Z Wikiźródeł, wolnej biblioteki
Ta strona została przepisana.

— Więc przypuszczasz, że bracia z ducha i pojęć byliby zdolni...
— »I nie wódź nas na pokuszenie...« My pragniemy swobody bez zastrzeżeń...
— Nawet bez... braterstwa?
— O... zgoda na braterstwo... równych sobie...
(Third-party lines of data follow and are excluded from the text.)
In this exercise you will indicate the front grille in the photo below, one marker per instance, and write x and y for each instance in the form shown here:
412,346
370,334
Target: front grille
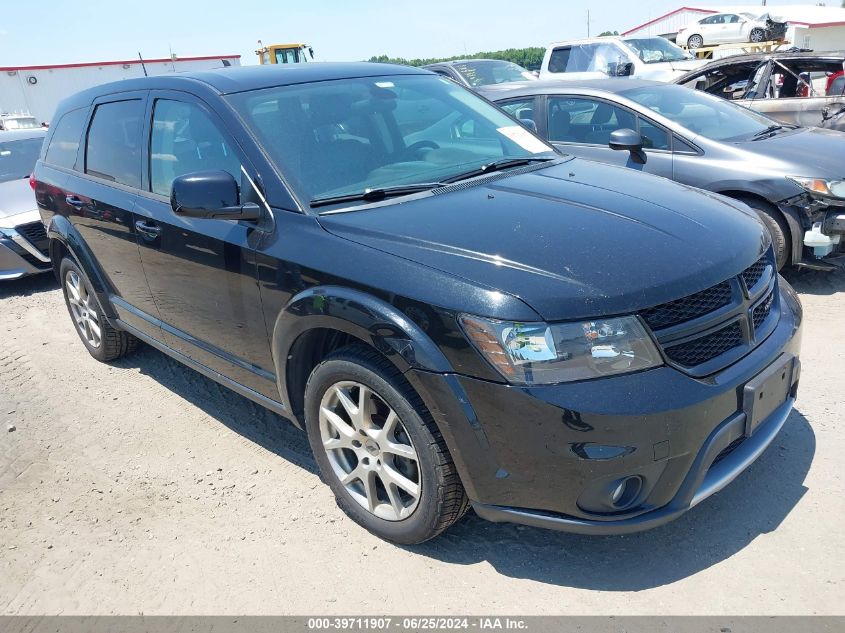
754,273
699,328
762,311
706,348
35,234
688,308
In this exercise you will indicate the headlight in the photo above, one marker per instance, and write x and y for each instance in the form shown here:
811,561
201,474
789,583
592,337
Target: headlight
541,353
832,188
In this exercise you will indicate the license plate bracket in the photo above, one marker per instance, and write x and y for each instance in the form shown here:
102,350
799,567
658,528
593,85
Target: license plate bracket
767,391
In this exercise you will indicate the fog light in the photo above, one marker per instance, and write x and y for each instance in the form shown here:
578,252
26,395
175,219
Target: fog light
625,492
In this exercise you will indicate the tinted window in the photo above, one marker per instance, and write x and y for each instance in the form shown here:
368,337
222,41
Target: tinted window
113,150
522,109
64,144
185,140
341,137
582,120
653,137
712,117
486,72
586,58
17,158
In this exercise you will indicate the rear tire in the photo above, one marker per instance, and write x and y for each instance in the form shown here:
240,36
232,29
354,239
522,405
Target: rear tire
102,341
778,229
379,450
695,41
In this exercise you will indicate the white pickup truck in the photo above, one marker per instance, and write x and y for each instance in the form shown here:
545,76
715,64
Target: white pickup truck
653,58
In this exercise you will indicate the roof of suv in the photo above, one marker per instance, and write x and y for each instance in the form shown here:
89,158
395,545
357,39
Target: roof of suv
554,86
243,78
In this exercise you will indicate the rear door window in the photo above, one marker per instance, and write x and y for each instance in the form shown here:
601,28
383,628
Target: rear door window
64,144
113,150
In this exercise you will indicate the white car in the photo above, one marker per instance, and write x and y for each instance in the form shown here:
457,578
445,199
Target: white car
652,58
723,28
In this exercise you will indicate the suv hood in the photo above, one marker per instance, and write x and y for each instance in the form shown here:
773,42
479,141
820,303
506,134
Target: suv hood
16,197
810,152
574,240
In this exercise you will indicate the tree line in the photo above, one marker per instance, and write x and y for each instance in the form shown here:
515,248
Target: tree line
529,58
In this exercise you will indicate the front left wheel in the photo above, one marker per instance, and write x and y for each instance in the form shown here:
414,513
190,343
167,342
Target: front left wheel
102,341
379,450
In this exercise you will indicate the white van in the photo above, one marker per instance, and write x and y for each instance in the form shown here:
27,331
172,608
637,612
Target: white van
652,58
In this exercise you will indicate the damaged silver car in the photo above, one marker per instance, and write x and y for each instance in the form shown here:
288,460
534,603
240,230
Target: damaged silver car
795,87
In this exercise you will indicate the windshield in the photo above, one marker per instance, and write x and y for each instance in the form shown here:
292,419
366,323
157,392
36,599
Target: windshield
21,123
701,113
484,73
17,158
657,49
341,137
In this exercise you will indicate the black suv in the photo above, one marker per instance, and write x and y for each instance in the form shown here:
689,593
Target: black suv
455,313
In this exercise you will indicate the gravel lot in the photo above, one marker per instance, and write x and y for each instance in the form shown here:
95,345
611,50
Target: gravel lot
143,487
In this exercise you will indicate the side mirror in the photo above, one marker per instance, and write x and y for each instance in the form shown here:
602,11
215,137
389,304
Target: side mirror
530,124
212,195
620,69
628,140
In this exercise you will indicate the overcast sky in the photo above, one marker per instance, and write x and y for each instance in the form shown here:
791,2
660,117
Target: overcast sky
67,31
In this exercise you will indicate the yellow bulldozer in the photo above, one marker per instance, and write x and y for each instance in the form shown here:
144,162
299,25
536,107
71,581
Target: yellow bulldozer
284,53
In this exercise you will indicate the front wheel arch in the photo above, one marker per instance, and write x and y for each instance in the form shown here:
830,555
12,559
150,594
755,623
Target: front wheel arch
782,221
331,316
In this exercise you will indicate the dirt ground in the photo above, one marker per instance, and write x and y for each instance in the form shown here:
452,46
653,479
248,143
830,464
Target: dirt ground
143,487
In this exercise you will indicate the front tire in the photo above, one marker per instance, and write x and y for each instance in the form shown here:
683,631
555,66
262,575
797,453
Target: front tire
778,229
378,448
102,341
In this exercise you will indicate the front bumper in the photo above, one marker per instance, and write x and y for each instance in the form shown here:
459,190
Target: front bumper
544,456
16,260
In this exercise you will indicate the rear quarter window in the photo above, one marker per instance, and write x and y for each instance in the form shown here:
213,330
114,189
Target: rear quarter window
113,150
64,143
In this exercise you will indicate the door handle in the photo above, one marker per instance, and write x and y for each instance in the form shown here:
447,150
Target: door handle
75,202
148,229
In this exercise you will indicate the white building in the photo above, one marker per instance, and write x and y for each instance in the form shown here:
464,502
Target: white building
38,89
814,27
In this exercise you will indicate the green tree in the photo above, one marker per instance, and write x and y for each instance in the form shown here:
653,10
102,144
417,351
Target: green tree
529,58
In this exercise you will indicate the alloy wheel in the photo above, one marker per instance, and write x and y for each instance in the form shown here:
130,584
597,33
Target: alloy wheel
82,306
370,450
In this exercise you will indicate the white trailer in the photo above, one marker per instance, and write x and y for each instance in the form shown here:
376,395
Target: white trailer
38,89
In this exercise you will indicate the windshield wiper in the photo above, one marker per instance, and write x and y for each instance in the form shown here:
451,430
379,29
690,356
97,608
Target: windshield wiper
377,193
769,130
497,165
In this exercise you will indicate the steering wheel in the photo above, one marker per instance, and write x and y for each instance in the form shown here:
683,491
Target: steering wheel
412,149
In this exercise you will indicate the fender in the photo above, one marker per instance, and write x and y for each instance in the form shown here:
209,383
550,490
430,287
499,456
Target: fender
796,230
358,314
61,230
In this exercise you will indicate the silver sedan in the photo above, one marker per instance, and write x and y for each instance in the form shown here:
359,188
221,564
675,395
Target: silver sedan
793,177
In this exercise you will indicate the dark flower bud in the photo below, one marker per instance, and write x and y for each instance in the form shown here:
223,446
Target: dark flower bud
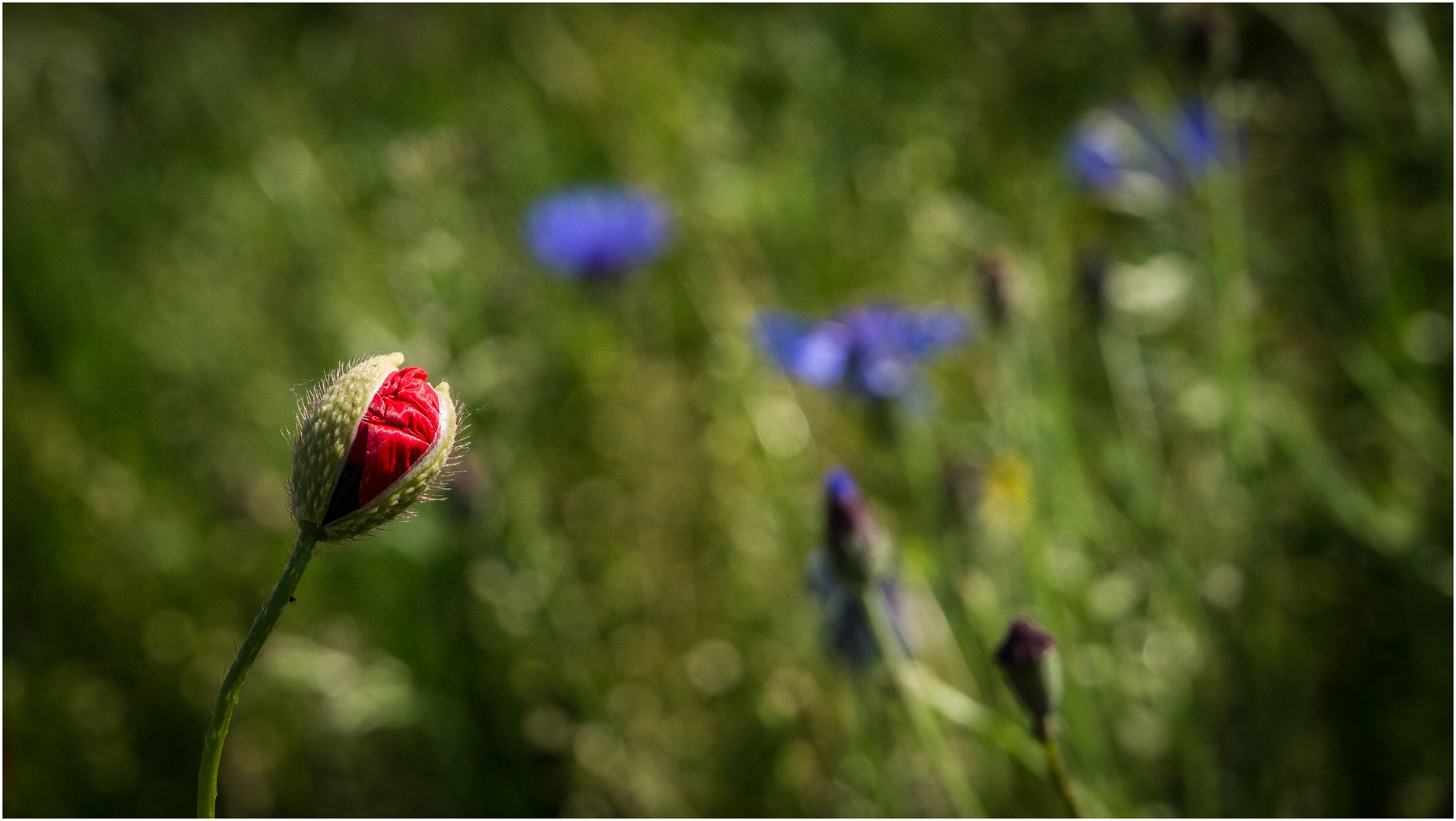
993,289
1028,658
855,547
1093,267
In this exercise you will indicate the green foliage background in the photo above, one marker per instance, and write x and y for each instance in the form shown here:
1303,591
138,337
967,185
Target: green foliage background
1236,518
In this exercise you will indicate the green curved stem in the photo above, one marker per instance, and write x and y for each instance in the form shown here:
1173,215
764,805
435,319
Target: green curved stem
1059,775
246,655
921,717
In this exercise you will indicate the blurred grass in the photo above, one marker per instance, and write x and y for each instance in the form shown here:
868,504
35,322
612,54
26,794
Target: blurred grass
1235,518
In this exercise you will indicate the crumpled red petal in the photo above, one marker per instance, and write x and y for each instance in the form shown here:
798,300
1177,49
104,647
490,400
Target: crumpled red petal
396,430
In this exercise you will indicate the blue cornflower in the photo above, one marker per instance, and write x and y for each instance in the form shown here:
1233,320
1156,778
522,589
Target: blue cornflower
852,563
598,232
873,350
1129,157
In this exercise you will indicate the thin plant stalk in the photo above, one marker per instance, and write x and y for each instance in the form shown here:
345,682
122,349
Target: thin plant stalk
921,717
1059,775
233,683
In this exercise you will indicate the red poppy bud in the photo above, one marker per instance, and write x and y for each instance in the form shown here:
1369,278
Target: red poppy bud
370,443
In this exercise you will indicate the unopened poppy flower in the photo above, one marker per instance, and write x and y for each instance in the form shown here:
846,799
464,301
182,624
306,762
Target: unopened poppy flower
598,232
873,351
372,442
1028,660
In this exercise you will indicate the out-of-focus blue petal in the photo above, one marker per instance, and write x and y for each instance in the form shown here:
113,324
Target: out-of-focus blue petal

— Ależ zgadzam się, najzupełniej zgadzam... — radośnie zawołał Kiesza i westchnął, jakgdyby mu ciężar spadł z piersi.
Szumski spojrzał nań życzliwie, ale po zmęczonej jego twarzy, już pożłobionej przedwczesnemi zmarszczkami, przesunął się ledwie dostrzegalny uśmiech.
Była to ostatnia ich na ten temat rozmowa, ostatni etap serdecznego zbliżenia.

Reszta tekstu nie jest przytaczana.